Through the scale take a look at, because the variety of pods elevated from 20Okay to 100Okay, the CPU utilization of the Cilium agent remained persistently low, not exceeding 100 milli cores and reminiscence is round 500 MiB.
Scale take a look at with 100okay pods with 2k community insurance policies
The size take a look at was executed with a cluster comprising 1K nodes and a complete of 100Okay pods.
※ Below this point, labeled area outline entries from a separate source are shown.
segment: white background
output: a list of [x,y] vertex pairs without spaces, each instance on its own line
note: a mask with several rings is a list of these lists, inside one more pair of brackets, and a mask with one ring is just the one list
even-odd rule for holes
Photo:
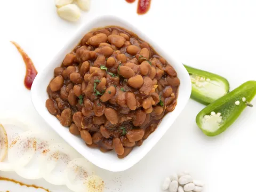
[[[81,25],[99,15],[114,14],[133,23],[174,58],[226,77],[231,90],[256,80],[255,0],[152,0],[145,15],[137,14],[137,4],[124,0],[92,0],[90,12],[75,23],[57,16],[53,0],[0,3],[0,115],[22,117],[51,134],[32,106],[23,83],[23,61],[10,41],[20,45],[40,71]],[[256,100],[252,103],[256,106]],[[226,132],[209,138],[195,124],[203,107],[190,100],[160,141],[130,169],[121,173],[100,170],[106,191],[161,191],[165,177],[183,170],[204,181],[204,191],[252,191],[256,172],[256,108],[246,108]],[[43,180],[26,180],[13,173],[0,172],[0,175],[52,191],[69,191]],[[0,191],[7,190],[33,191],[0,182]]]

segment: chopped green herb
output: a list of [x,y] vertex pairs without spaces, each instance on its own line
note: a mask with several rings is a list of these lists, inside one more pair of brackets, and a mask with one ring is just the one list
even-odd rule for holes
[[102,95],[102,94],[100,93],[100,92],[98,90],[96,90],[95,92],[95,95]]
[[126,134],[126,129],[125,127],[120,127],[120,129],[122,130],[122,134],[125,135]]
[[118,71],[120,71],[119,68],[120,68],[120,66],[121,66],[121,64],[122,64],[122,62],[120,62],[120,63],[119,63],[118,67],[117,68],[117,70],[118,70]]
[[150,65],[150,66],[152,65],[152,63],[151,63],[151,62],[149,61],[149,60],[148,60],[146,58],[143,57],[143,55],[140,55],[140,56],[139,56],[139,59],[143,59],[143,60],[145,60],[145,61],[148,61],[148,63]]
[[159,101],[158,105],[160,105],[161,107],[164,107],[164,102],[161,100],[161,96],[160,96],[160,101]]
[[78,98],[79,98],[79,104],[80,104],[80,105],[82,105],[83,104],[83,99],[84,99],[84,97],[83,97],[82,95],[79,95],[78,97]]
[[96,91],[96,87],[97,86],[97,84],[96,83],[94,83],[94,86],[93,86],[93,91]]
[[107,71],[107,70],[108,70],[108,68],[107,68],[107,67],[106,67],[106,66],[101,65],[101,66],[100,66],[100,69],[106,70],[106,71]]
[[113,73],[110,73],[110,72],[108,72],[107,73],[109,75],[110,75],[112,76],[112,77],[115,77],[117,76],[117,75],[113,74]]
[[95,79],[94,82],[95,83],[100,83],[100,79]]

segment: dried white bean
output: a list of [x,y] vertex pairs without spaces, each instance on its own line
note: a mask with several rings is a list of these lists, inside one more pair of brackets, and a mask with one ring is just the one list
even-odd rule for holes
[[89,11],[90,9],[90,0],[76,0],[77,5],[83,11]]
[[178,188],[178,192],[184,192],[184,190],[183,190],[182,187],[179,187],[179,188]]
[[55,0],[55,6],[58,8],[73,3],[74,0]]
[[170,177],[170,178],[171,179],[171,181],[178,181],[178,175],[177,173],[173,173],[171,175]]
[[183,189],[185,191],[189,191],[193,190],[194,190],[194,189],[195,189],[195,184],[193,183],[186,184],[184,186]]
[[192,180],[192,177],[189,175],[186,175],[182,176],[179,179],[179,183],[180,185],[185,185],[191,182]]
[[195,186],[193,190],[197,192],[202,191],[203,190],[203,187]]
[[171,182],[169,186],[170,192],[177,192],[179,183],[177,181],[173,181]]
[[166,178],[164,183],[162,186],[162,189],[166,190],[169,188],[170,183],[171,183],[171,179],[169,178]]
[[57,10],[59,16],[69,21],[76,21],[81,15],[78,7],[75,4],[69,4],[59,8]]
[[195,185],[199,187],[203,187],[204,186],[204,183],[203,182],[203,181],[200,180],[194,180],[193,183],[195,184]]

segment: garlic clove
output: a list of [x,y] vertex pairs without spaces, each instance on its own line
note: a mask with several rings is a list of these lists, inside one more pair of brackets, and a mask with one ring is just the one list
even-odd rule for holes
[[75,4],[69,4],[57,9],[59,16],[66,20],[74,22],[77,21],[81,15],[80,9]]

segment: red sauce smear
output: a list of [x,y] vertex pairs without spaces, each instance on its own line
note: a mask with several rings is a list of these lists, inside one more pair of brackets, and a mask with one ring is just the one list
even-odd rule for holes
[[29,58],[27,53],[20,47],[20,46],[15,42],[11,41],[12,43],[17,48],[18,51],[20,52],[22,57],[26,65],[26,75],[24,78],[24,85],[25,87],[30,90],[34,79],[37,75],[37,71],[34,66],[32,60]]
[[9,178],[6,178],[0,177],[0,180],[12,182],[14,182],[14,183],[19,184],[21,186],[26,186],[27,187],[33,187],[35,189],[42,189],[43,190],[44,190],[45,191],[50,192],[49,189],[45,189],[43,187],[38,187],[38,186],[35,186],[34,185],[25,184],[23,183],[22,183],[21,182],[17,181],[15,181],[15,180],[14,180],[13,179],[9,179]]
[[127,3],[132,3],[135,2],[135,0],[125,0]]
[[137,13],[143,14],[147,13],[150,8],[151,0],[139,0]]

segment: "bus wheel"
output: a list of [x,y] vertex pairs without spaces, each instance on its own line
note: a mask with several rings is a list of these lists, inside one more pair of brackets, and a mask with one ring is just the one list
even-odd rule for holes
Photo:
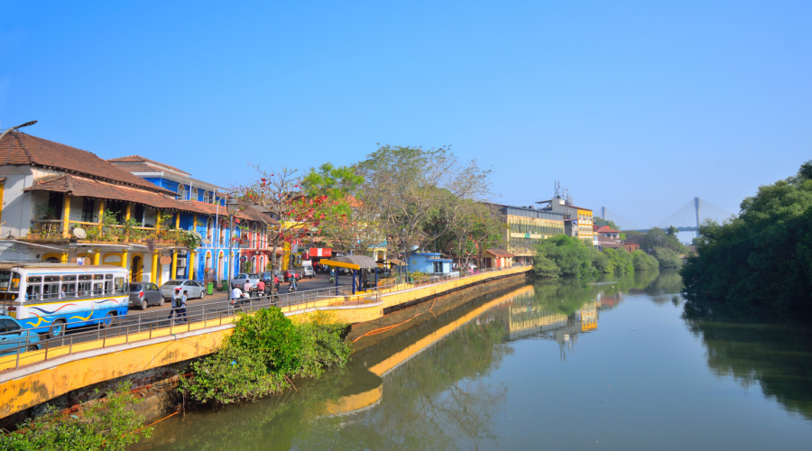
[[105,316],[105,318],[102,319],[102,322],[101,322],[102,328],[106,329],[110,326],[113,326],[113,318],[115,318],[115,312],[108,311],[107,314]]
[[51,325],[51,328],[48,330],[48,335],[51,336],[51,338],[65,335],[65,320],[54,319],[53,323]]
The take a look at concerned the deployment of 2K community insurance policies however didn’t embody any Kubernetes providers.
The CPU utilization of the Cilium agent remained below 150 milli cores and reminiscence is round 1 GiB. This demonstrated that Cilium maintained low overhead although the variety of community insurance policies received doubled.
Scale take a look at with 1k providers with 60okay pods backend and 2k community insurance policies
This take a look at is executed with 1K nodes and 60Okay pods, accompanied by 2K community insurance policies and 1K providers, every having 60 pods related to it.
The CPU utilization of the Cilium agent remained at round 200 milli cores and reminiscence stays at round 1 GiB. This demonstrates that Cilium continues to keep up low overhead even when giant variety of providers received deployed and as we now have seen beforehand service routing by way of eBPF gives important latency positive aspects for purposes and it’s good to see that’s achieved with very low overhead at infra layer.
Get began with Azure CNI powered by Cilium
To wrap up, as evident from above outcomes, Azure CNI with eBPF dataplane of Cilium is most performant and scales significantly better with nodes, pods, providers, and community insurance policies whereas protecting overhead low. This product providing is now typically out there in Azure Kubernetes Service (AKS) and works with each Overlay and VNET mode for CNI. We’re excited to ask you to strive Azure CNI powered by Cilium and expertise the advantages in your AKS atmosphere.
To get began at the moment, go to the documentation out there on Azure CNI powered by Cilium.